When it does happen, what should you do?
The first thing you should do is to document the act of infringement itself. Since there are so many things for you to document – from screenshots to various site stats and rankings – I’ll just point the way to other articles that have covered the documentation process exhaustively:
- Dealing With Online Copyright Infringement from MarketingDock.com
- FAQ: What Can I Do About Internet Copyright Infringement? at SEO Logic
Try to communicate
Unless the theft seems malicious or has serious consequences, it often helps to take a calm, but firm approach. While you may be hurt initially, don’t get emotional when writing that first email or making that call. After all, they might not have had proper knowledge of copyright law when they did it, or it might be an honest mistake (such as what happened to fellow WWD blogger Aliza Sherman a few months back). Show them the facts and tell them what they need to do to set things straight.
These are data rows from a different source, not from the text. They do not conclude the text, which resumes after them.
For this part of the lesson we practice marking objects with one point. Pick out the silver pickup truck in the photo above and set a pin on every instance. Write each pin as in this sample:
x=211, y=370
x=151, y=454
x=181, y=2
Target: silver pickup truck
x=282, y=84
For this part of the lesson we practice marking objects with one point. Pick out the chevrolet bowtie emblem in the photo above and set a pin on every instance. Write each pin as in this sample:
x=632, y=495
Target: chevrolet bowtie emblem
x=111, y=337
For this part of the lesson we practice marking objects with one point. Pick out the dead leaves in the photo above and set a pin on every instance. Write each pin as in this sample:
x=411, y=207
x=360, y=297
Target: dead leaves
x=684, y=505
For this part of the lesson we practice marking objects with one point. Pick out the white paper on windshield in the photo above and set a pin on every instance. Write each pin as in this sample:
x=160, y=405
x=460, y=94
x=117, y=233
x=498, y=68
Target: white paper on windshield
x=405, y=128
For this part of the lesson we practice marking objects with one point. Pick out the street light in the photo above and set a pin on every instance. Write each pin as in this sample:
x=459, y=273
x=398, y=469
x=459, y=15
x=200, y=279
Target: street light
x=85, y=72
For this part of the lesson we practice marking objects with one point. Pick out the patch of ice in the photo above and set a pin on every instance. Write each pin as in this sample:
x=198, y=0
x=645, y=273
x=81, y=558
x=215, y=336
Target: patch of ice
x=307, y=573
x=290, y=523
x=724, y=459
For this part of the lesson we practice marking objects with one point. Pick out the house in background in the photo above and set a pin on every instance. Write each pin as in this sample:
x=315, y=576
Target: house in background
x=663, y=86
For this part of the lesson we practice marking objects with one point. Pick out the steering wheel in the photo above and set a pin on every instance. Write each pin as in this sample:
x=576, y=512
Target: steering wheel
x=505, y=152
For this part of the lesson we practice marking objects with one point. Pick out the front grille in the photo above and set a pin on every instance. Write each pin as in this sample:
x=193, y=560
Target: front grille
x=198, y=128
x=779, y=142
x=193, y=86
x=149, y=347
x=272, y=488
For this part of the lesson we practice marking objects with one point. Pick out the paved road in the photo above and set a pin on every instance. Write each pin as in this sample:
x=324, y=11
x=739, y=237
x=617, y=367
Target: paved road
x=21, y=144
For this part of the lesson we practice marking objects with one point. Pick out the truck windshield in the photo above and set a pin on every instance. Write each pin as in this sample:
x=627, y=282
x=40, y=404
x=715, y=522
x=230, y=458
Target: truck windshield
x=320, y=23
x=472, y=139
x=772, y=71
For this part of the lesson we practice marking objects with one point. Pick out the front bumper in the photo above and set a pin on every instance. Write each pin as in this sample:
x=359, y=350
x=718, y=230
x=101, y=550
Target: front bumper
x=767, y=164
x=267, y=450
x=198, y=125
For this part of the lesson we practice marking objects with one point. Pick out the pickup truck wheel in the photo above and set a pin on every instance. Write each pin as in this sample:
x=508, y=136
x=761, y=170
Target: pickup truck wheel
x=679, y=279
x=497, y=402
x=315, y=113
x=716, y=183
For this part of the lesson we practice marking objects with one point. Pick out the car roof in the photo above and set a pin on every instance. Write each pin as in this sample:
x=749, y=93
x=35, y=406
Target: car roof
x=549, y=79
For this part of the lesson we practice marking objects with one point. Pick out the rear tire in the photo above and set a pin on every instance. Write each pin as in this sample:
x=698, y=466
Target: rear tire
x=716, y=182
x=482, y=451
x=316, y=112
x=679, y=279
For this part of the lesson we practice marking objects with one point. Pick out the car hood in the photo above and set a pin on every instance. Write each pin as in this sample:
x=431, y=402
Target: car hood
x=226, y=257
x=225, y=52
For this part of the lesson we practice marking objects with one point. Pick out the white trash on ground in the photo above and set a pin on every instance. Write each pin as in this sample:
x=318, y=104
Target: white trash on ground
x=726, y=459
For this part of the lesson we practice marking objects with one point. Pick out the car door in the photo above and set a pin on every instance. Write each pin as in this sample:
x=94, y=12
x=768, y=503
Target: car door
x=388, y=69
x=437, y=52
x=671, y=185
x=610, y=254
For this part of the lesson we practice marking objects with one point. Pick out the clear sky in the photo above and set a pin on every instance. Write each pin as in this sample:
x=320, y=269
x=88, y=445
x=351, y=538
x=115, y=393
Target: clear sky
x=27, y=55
Of course, this doesn’t mean you should have warm, fuzzy feelings for copyright violators. There is a huge difference between a scraper site and 10 year old girl who is a first-time blogger. It’s perfectly fair to get web hosts and search engines to ban the former, but it would be an unnecessarily scathing experience for the latter.
The point I am trying to make is that when you communicate with the person at fault, do it formally. Don’t send a flaming rant or make a defamatory post in your blog. (Yet.) Remember that you’re a professional, and everything you send out must show this. If it is an obvious, honest mistake that can be fixed with a little communication, then it’s best to take that route.
If you’re unsure how to approach this situation, look at the legal facts and turn to a professional. There are some websites where you can get free legal advice, which you can use as a starting point to clear up the legal aspects of the violation. Also, familiarize yourself with the actual provisions and exceptions of the DMCA (Digital Millennium Copyright Act). If reading the actual text seems too tedious for you, at least read the Wikipedia page on the DMCA.
It’s important to remember that nothing beats the advice of a licensed lawyer that you can discuss all these things with. That’s why I noted in a previous post that a lawyer is one of the most important contacts you could ever have.
This is especially important if the case is vague, such as two blog posts discussing the same subject with the same angle, or two website templates that look similar.
Copyright infringement may be rampant, but many internet users are starting to take it seriously. There might come a day when it no longer happens, but until then, we should be standing up for our rights to our work.
Has your work been stolen online? What did you do about it?